Vice President Mike Pence also voiced support for these new measures on April 5, actually just before their official announcement.. He said, “The United States will continue to exert all diplomatic and economic pressure to bring about a peaceful transition to democracy, calling oil shipments “the lifeblood of that corrupt regime” with its oil shipments being “the lifeblood of that corrupt regime.”Pence also called Cuba’s “leaders as the “real imperialists” in the Western Hemisphere, adding: “The time has come to liberate Venezuela from Cuba.”[2]

Cuban President Díaz-Canel immediately responded to these new sanctions. He tweeted, The U.S. “sanctioned Friday vessels and companies involved in the transportation of fuel between [Cuba and Venezuela], a legal activity and covered by trade agreements. These measures are an act of extraterritoriality, interference and imperial arrogance.”[3]

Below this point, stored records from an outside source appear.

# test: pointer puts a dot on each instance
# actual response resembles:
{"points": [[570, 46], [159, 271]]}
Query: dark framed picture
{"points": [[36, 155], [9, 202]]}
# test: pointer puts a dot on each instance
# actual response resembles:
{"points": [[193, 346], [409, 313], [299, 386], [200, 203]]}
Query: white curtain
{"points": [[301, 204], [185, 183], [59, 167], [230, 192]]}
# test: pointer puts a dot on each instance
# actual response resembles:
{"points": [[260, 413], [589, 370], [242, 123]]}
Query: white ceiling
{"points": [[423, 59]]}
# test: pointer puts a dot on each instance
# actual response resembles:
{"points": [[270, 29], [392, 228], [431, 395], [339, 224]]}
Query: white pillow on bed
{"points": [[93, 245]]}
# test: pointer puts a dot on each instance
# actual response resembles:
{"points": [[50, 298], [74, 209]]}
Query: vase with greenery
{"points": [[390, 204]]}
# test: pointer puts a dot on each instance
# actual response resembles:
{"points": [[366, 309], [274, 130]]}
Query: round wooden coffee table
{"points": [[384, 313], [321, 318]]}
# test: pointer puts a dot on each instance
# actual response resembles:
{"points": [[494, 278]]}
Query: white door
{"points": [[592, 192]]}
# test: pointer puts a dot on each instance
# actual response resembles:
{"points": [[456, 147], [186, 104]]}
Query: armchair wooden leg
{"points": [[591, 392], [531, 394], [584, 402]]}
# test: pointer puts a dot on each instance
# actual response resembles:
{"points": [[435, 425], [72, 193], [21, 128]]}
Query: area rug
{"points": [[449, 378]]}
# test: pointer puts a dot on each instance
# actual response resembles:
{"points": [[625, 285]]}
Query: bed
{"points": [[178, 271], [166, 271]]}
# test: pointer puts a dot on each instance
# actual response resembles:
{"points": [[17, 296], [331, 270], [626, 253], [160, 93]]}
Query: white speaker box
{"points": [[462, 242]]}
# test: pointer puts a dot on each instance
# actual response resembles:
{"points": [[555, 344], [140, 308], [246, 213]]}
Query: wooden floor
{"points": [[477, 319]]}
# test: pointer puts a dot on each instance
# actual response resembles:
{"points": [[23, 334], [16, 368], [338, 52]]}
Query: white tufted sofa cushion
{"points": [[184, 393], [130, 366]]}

=============================

[1] Treasury Dept, Press Release: Treasury Sanctions Companies Operating in the Oil Sector of the Venezuelan Economy and Transporting Oil to Cuba (April 5, 2019); Reuters, U.S. Targets Cuba’s Oil Supply From Venezuela in New Sanctions, N.Y. Times (April 5, 2019).

[2] Reuters, U.S. ratchets Up Pressure on Venezuela, Cuban Backers, N.Y. Times (April 6, 2019).

[3] Diaz-Canel qualified as an act of extraterritoriality, interference and imperial arrogance, the recent sanctions against Venezuela and Cuba, Granma (April 6, 2019).